RELÂCHEMENT DES LIENS ET DES LOYAUTÉS
De la même manière, dans le domaine de l'action politique, les liens et les loyautés se sont relâchés et éloignés des modèles d'approbation basés sur la tradition. Notre confiance n'est plus liée en permanence à un seul parti politique ; nous avons plutôt tendance à évaluer les options qui s’offrent à nous en fonction de la réputation toujours changeante des personnalités politiques. La confiance, dit-on parfois, est l'institution invisible de nos démocraties, elle dissout les obligations formelles et ses fluctuations sont difficilement prévisibles. La multiplication des scandales politiques est sans doute le revers de la médaille de l’importance croissante de la confiance en politique. Nous regardons de plus près, jugeons plus sévèrement et laissons tomber plus rapidement. Si la confiance signifie libérer les autres et les soulager d'un contrôle constant, il est clair qu'elle doit être acquise et qu'elle n'est jamais tout à fait stable. Les sociétés basées sur la confiance sont aussi agitées que les politiques basées sur celle-ci, elles ne connaissent presque jamais d’accalmies. En un mot : trop de choses dépendent de la confiance pour qu'on puisse l’accorder généreusement.La deuxième explication découle étrangement de la première, mais elle aborde la question sous un angle différent. À mesure que nos allégeances deviennent plus fluides et que l'éventail des options disponibles s'élargit, nous aspirons de plus en plus à ce qui nous est familier, à des espaces compartimentés de clarté et de similitudes.

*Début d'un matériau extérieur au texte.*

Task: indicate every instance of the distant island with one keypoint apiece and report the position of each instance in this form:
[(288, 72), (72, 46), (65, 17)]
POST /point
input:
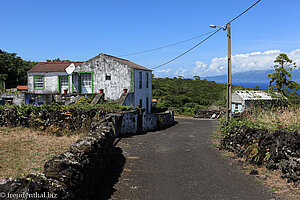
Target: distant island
[(251, 78)]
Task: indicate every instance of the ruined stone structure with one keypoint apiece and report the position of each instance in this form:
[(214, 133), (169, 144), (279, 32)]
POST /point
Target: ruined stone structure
[(102, 74)]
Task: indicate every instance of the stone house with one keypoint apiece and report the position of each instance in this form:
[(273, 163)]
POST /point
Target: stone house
[(104, 73), (243, 99)]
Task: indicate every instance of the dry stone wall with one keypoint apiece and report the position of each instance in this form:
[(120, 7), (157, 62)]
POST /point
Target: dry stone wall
[(68, 175), (71, 174), (277, 150), (54, 121)]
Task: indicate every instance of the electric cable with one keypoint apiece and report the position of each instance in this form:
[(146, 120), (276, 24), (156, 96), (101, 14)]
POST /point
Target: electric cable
[(206, 38), (162, 47)]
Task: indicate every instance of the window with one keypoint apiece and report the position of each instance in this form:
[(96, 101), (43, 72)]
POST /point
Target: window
[(140, 80), (147, 104), (236, 106), (64, 82), (147, 80), (108, 78), (38, 82), (86, 80)]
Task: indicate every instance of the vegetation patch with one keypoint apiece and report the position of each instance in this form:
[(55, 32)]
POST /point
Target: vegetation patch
[(23, 150), (56, 118)]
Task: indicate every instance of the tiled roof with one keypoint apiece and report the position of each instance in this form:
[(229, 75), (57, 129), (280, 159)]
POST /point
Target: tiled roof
[(22, 87), (127, 62), (254, 95), (53, 66)]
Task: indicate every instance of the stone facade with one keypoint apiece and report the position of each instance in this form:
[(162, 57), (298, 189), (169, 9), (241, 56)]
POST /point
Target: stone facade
[(107, 73)]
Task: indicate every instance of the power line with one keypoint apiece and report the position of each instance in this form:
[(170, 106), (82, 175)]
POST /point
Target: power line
[(187, 50), (244, 12), (206, 38), (158, 48)]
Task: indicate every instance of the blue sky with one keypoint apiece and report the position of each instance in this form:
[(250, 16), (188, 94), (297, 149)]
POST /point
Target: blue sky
[(79, 30)]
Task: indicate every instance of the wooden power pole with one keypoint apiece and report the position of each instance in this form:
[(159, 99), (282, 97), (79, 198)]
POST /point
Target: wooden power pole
[(229, 106)]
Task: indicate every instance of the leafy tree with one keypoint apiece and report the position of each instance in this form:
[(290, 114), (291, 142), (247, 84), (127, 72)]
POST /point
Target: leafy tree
[(13, 69), (197, 77), (58, 60), (281, 78)]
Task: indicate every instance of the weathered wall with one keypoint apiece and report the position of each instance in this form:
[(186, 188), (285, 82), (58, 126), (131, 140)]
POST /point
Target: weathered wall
[(26, 98), (129, 100), (69, 175), (150, 122), (18, 98), (101, 66), (129, 123), (143, 93), (50, 81)]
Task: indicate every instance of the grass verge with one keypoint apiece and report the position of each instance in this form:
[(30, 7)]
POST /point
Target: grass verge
[(23, 150)]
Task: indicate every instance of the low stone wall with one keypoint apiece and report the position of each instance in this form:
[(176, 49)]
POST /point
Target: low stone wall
[(135, 121), (277, 150), (68, 175), (54, 121), (71, 174), (209, 114)]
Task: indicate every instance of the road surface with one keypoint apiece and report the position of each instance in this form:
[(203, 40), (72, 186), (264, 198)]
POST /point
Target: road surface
[(179, 163)]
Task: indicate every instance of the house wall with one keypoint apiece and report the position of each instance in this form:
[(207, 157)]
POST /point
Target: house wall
[(102, 66), (142, 93), (240, 107), (50, 82)]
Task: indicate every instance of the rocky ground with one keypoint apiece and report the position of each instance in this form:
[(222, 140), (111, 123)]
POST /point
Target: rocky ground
[(272, 179)]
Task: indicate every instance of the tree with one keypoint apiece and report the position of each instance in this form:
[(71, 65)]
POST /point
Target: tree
[(281, 78), (197, 77), (13, 69), (58, 60)]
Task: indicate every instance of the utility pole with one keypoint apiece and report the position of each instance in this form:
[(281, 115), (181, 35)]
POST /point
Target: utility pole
[(229, 106)]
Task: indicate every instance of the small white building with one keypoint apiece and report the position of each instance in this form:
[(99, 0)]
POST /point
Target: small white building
[(243, 99), (104, 73)]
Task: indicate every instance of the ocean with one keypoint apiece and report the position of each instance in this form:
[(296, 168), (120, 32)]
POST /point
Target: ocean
[(262, 86)]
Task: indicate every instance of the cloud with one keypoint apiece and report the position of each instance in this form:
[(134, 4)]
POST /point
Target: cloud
[(240, 63), (164, 73), (181, 72), (243, 62)]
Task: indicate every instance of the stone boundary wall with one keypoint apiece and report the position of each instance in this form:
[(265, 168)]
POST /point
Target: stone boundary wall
[(277, 150), (132, 122), (209, 114), (54, 121), (69, 175)]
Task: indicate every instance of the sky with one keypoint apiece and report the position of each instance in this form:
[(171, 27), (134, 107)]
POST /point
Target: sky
[(79, 30)]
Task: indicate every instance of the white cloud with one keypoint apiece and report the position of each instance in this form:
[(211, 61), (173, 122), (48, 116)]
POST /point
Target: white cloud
[(164, 73), (240, 63), (243, 62), (181, 72)]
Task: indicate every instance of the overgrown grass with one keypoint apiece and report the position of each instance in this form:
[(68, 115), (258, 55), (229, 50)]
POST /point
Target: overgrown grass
[(269, 119), (280, 118), (23, 151)]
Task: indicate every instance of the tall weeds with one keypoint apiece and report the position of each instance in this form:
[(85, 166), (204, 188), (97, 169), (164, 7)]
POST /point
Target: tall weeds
[(280, 118)]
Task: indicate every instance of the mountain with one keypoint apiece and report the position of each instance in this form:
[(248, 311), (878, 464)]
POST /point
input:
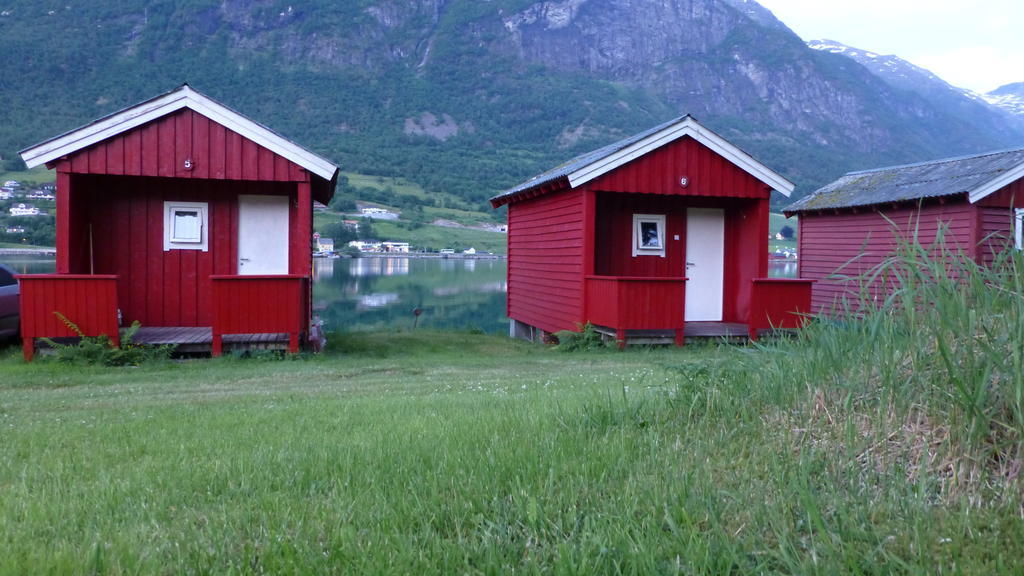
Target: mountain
[(471, 96), (953, 100), (1009, 97)]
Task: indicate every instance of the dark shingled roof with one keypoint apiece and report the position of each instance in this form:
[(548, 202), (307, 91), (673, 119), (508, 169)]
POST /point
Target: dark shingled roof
[(912, 181), (583, 160)]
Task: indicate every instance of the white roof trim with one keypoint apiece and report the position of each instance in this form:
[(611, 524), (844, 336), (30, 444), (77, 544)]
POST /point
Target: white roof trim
[(687, 127), (162, 106), (996, 183)]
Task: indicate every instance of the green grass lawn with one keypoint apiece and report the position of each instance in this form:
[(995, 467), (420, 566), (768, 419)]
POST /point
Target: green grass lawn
[(441, 453)]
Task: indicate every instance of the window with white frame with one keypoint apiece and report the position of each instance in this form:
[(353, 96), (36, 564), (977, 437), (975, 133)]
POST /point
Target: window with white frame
[(1019, 228), (185, 225), (648, 235)]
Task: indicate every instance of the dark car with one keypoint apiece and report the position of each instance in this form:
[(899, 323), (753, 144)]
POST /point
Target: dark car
[(8, 303)]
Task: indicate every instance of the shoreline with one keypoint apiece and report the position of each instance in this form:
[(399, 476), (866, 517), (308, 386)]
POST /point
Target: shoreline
[(428, 255), (28, 251)]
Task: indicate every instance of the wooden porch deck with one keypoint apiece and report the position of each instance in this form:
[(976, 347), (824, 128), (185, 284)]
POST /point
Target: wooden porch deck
[(691, 331), (200, 339)]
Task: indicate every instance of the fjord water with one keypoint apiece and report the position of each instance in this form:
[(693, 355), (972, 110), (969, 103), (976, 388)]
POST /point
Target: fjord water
[(379, 293)]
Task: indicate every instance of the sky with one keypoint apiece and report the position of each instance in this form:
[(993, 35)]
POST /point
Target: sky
[(975, 44)]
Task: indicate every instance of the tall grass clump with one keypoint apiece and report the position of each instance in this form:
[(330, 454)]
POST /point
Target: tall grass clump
[(921, 374)]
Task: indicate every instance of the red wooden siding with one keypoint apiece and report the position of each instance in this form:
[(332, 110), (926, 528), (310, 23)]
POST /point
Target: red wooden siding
[(161, 148), (995, 215), (659, 171), (125, 218), (259, 304), (996, 232), (745, 242), (636, 303), (89, 301), (830, 242), (546, 260)]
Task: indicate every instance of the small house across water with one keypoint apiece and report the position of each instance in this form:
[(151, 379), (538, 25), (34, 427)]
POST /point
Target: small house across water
[(851, 225), (657, 237), (183, 215)]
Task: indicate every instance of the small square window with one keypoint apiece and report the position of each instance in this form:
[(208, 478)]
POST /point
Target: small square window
[(648, 235), (185, 225)]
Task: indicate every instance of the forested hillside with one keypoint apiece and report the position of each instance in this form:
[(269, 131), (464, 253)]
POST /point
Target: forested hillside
[(465, 96)]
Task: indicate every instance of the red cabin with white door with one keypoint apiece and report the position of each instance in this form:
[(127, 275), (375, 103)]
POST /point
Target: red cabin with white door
[(660, 236), (183, 215)]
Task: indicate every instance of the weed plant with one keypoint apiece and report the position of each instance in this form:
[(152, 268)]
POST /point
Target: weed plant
[(100, 350), (921, 375), (886, 441)]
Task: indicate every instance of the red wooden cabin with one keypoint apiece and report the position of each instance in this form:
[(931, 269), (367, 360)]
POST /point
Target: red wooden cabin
[(183, 215), (849, 227), (657, 237)]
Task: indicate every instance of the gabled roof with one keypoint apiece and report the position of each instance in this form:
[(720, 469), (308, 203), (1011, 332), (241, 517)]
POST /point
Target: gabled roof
[(977, 176), (183, 96), (588, 166)]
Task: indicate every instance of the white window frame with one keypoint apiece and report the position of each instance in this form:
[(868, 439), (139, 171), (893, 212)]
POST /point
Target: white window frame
[(640, 248), (200, 242), (1019, 228)]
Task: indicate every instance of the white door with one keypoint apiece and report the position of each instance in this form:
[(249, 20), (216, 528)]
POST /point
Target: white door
[(705, 263), (262, 235)]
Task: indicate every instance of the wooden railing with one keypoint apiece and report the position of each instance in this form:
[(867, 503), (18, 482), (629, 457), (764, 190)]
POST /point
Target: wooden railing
[(260, 304), (87, 301), (636, 303), (778, 302)]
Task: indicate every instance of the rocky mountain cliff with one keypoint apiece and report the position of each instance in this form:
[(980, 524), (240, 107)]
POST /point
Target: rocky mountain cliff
[(471, 96), (962, 103), (1009, 97)]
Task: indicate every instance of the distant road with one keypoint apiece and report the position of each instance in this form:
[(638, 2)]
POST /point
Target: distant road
[(28, 251)]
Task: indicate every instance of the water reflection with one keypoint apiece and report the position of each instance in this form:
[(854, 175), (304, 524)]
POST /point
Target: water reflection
[(382, 292)]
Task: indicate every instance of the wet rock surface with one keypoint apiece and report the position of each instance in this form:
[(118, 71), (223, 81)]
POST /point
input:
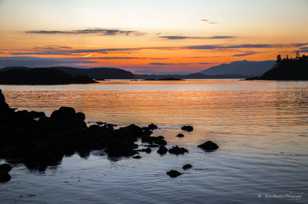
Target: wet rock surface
[(178, 150), (209, 146), (187, 166), (38, 141), (188, 128), (174, 173), (4, 173)]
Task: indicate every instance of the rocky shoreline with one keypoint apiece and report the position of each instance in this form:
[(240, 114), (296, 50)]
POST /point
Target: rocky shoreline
[(38, 141)]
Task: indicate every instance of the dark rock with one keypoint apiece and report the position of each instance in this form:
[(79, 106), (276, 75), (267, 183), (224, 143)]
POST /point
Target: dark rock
[(162, 150), (187, 128), (178, 150), (4, 178), (187, 166), (173, 173), (38, 141), (4, 173), (152, 126), (209, 146), (180, 135), (5, 168), (148, 150)]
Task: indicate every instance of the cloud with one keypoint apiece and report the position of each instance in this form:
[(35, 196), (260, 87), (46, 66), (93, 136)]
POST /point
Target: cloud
[(180, 63), (35, 61), (208, 21), (97, 31), (246, 53), (69, 51), (182, 37), (243, 46)]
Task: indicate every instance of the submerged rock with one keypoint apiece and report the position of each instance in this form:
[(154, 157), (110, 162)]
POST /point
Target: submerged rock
[(174, 173), (137, 157), (162, 150), (5, 168), (187, 166), (188, 128), (178, 150), (209, 146), (180, 135)]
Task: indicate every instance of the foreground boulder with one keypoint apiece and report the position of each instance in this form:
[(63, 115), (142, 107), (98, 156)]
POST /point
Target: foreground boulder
[(162, 150), (4, 173), (178, 150), (174, 173), (209, 146), (188, 128)]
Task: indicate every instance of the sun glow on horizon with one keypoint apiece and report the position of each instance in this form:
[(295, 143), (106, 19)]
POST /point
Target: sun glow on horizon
[(150, 37)]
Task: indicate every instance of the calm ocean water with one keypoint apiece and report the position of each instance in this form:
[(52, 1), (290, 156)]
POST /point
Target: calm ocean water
[(261, 127)]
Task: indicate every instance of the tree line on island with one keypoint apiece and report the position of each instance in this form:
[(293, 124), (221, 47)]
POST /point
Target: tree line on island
[(283, 69), (287, 69)]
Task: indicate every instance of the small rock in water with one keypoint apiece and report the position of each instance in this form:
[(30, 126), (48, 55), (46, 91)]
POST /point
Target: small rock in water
[(209, 146), (180, 135), (178, 150), (187, 166), (174, 173), (162, 150), (188, 128)]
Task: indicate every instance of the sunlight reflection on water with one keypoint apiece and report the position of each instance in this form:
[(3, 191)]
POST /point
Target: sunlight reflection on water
[(261, 128)]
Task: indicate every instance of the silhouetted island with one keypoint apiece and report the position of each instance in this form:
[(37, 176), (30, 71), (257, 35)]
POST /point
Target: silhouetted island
[(287, 69), (40, 76)]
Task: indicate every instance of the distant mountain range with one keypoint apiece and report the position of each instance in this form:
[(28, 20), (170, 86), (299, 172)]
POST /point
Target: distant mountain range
[(99, 73), (239, 69), (69, 73), (288, 69), (40, 76)]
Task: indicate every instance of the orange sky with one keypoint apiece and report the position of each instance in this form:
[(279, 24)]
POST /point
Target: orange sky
[(150, 37)]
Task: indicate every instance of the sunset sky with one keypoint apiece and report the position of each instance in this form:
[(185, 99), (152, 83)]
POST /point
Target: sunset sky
[(149, 36)]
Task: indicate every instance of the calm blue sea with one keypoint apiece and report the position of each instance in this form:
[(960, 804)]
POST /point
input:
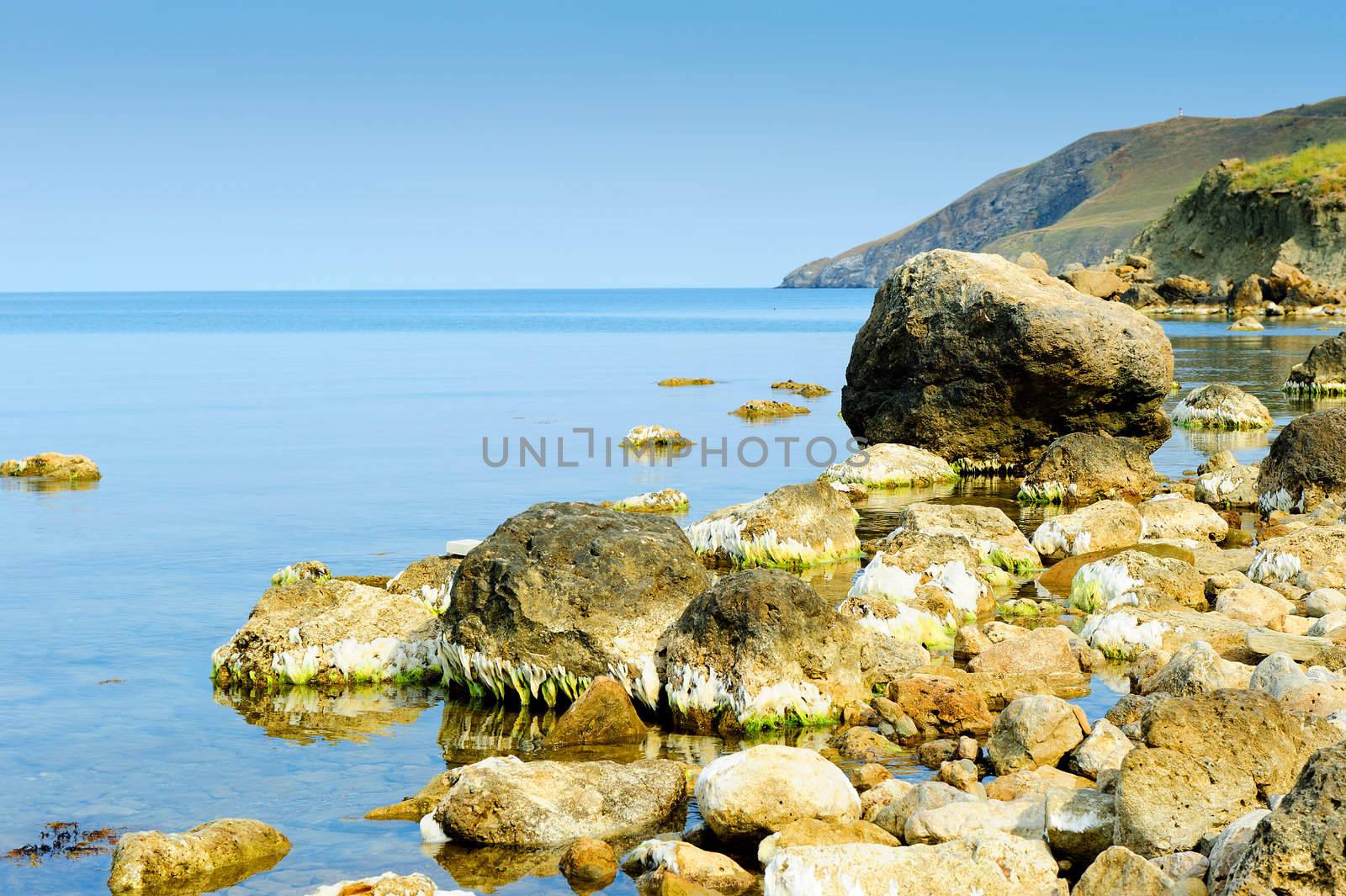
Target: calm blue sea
[(240, 432)]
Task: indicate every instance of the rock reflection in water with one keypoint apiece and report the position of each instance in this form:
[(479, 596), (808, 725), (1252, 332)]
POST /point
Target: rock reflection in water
[(306, 714)]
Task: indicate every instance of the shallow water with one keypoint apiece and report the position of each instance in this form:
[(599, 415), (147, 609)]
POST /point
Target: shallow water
[(241, 432)]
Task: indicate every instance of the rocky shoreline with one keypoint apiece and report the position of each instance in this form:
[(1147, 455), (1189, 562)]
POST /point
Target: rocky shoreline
[(962, 640)]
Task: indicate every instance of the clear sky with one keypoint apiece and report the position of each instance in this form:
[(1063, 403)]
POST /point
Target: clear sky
[(365, 146)]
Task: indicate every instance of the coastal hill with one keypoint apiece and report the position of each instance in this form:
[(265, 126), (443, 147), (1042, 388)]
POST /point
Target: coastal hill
[(1085, 201), (1247, 218)]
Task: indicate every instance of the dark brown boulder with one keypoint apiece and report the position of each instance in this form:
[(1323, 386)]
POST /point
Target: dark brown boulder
[(602, 714), (986, 362)]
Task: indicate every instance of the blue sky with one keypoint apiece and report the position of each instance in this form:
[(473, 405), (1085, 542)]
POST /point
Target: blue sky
[(361, 146)]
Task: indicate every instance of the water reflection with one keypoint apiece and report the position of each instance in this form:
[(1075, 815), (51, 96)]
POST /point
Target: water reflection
[(307, 714), (37, 483)]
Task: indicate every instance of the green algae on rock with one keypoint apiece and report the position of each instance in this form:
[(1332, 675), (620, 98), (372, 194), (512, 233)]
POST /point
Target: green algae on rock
[(888, 466), (793, 527), (1220, 406), (564, 592)]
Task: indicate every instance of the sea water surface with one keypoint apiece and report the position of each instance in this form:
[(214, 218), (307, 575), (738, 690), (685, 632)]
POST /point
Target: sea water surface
[(240, 432)]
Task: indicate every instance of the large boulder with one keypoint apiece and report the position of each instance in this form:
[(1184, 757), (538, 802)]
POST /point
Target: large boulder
[(1104, 748), (1040, 651), (986, 362), (1305, 550), (940, 707), (747, 795), (1197, 669), (993, 533), (1307, 463), (1301, 846), (1323, 372), (505, 801), (1229, 848), (208, 857), (1178, 517), (1103, 527), (793, 527), (1121, 872), (1100, 284), (811, 832), (1220, 406), (890, 467), (1034, 731), (760, 647), (330, 633), (1083, 467), (1137, 577), (563, 592), (713, 871), (602, 714), (1211, 759), (987, 862)]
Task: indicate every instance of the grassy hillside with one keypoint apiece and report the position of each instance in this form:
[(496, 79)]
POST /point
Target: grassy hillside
[(1087, 199)]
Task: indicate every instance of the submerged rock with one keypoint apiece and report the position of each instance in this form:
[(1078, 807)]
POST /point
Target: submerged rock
[(983, 361), (511, 802), (940, 707), (760, 649), (53, 466), (210, 856), (1101, 527), (1307, 463), (792, 527), (1083, 467), (1323, 373), (563, 592), (987, 862), (1220, 406), (602, 714), (805, 389), (665, 501), (388, 884), (996, 537), (888, 466), (767, 408), (1178, 517), (589, 864), (430, 581), (1034, 731), (747, 795), (330, 633)]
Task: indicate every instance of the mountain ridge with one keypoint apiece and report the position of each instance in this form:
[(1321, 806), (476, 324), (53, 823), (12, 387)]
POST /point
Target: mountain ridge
[(1087, 199)]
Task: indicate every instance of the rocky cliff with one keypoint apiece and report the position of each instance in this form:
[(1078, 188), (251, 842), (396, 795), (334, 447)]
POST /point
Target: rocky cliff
[(1085, 201), (1245, 220)]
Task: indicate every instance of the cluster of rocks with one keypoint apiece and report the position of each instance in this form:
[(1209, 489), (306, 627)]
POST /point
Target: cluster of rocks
[(1283, 289), (1222, 770)]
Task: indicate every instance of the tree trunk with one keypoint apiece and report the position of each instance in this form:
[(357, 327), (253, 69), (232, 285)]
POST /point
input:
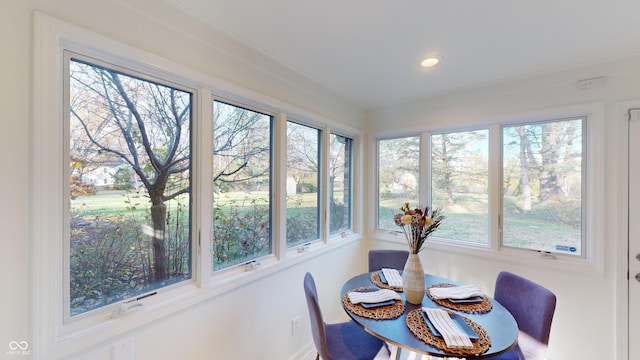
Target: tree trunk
[(158, 216), (447, 170)]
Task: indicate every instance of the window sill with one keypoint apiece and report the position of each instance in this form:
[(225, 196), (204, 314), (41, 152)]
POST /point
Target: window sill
[(554, 261)]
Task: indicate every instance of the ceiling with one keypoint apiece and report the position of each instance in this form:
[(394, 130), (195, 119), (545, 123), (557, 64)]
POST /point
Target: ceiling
[(369, 51)]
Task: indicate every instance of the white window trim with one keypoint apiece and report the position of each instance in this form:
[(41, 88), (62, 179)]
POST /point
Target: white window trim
[(594, 202), (52, 338)]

Dans ce modèle explicatif, la perte de confiance est un lourd tribut, ne serait-ce que parce qu'il y a des gagnants et des perdants dans ce jeu où les options ne cessent de se multiplier. Si la confiance peut résoudre des conflits en facilitant la coopération au-delà des frontières, elle porte en elle son propre potentiel de conflit : en effet, si je fais confiance à une partie, je prive l'autre partie de ma confiance. La confiance peut s'épanouir dans des espaces de familiarité, mais elle érige autour d'eux des murs qui sont maintenus par le mortier de la méfiance et de la peur de ce qui n'est pas familier. Nous accordons notre confiance de manière sélective.